That was 2005. He said he hasn’t been back to a shelter since.

Williams was in and out of jail from 2001 to 2013 and said going to shelters was a familiar experience.

“I’d rather fight the weather out in my tent like I do,” Williams said as he sat on a ledge at the Soldiers and Sailors Monument downtown.

Even when the weather turns bitterly cold, Williams isn’t alone in choosing to stay outside instead of going to an emergency shelter for the night.

Melissa Burgess, program manager at Horizon House, knows who these people are. She and the rest of the Professional Blended Street Outreach Team hit the streets six days a week in the winter months to make sure people experiencing homelessness have food and the basic essentials to survive a cold surge.

It’s an opportunity to talk about coming inside, if only for the night, but many decline.

“[It’s] more common than you would probably think,” Burgess said.

It’s impossible to know exactly how many unsheltered homeless choose to stay outside, but the annual Point-in-Time Count offers a glimpse. When the count was taken Jan. 30, 2019, the temperature was 11 degrees below zero, and 105 people were unsheltered.

There were a total of 1,567 people counted, including those in emergency shelter, transitional housing and safe havens.

There are many reasons some unsheltered homeless choose to stay outside.

The overnight shelters in Indianapolis have religious or church affiliations, which can be unwelcoming for some, especially same-sex couples. Some have pets that wouldn’t be allowed inside, so they choose to remain with a companion rather than get temporary warmth.

There are also drug and alcohol policies that can make it difficult to get inside.

Shelters have a Winter Contingency Plan, coordinated by Wheeler Mission, which lasts from Nov. 1 to March 31. That means some of those rules are loosened during the colder months.

Instead of not being allowed into a shelter if someone is under the influence of drugs or alcohol, the standard becomes just making sure that person can handle him or herself.

Unlike in the past, the Winter Contingency Plan, which went into effect Nov. 1, doesn’t include any restrictions when it comes to weather this year.

It used to be that weather and temperature dictated if the plan was active, but that was confusing for many who needed shelter, according to Chelsea Haring-Cozzi, who leads the Coalition for Homelessness Intervention and Prevention.

Because the city doesn’t operate any shelters, it’s the de facto responsibility of Wheeler Mission — which has a men’s shelter and women’s and children shelter — to make sure all shelters are on the same page, especially around this time of year.

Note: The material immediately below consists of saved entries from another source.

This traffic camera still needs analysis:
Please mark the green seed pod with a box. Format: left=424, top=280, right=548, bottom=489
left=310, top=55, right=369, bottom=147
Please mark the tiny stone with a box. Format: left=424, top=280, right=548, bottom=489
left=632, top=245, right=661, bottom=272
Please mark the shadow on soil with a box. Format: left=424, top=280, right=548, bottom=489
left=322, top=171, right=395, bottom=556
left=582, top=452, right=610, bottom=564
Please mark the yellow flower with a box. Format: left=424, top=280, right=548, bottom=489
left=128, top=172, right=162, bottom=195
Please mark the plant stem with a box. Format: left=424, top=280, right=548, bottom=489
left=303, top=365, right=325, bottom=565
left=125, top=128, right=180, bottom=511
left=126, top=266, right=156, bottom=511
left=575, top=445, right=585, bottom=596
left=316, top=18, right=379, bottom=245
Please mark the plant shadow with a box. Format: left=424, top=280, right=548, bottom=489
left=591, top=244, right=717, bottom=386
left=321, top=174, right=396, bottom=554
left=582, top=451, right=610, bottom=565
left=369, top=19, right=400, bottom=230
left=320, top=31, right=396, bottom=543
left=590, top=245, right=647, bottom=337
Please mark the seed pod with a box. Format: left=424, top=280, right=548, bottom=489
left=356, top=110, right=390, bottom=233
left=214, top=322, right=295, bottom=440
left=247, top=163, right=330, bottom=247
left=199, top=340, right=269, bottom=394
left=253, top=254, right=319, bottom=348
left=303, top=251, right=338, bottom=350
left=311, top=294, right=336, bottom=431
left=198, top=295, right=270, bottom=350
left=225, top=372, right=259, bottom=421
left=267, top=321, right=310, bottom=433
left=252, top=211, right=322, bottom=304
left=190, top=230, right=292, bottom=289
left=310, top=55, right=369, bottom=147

Wheeler Mission is a non-denominational Christian organization, and Bumphus admits there was a “Bible thumper” mentality in the past but said that has gotten better over the last four or five years.

For example, Bumphus said addiction and recovery services aren’t religious anymore. Still, those who are in the shelter during chapel time have to attend or can avoid it by going outside.

The religious component can be off-putting, but Haring-Cozzi said there are still some people who just won’t go inside, regardless of who operates the shelter.

Williams, 48, is one of those people. He has a tent behind the Marion County Jail downtown and said he doesn’t feel tempted, even on the coldest nights, to get into an emergency shelter.

Williams said people who criticize that decision don’t understand what it’s like to experience homelessness, especially for such a long period of time.

“People don’t realize they’re one paycheck from being right where I’m at now,” he said. “So when they think they’re better than we are, tell them I’ve got a backpack and a tent. I’ll give it to them on discount when they come.”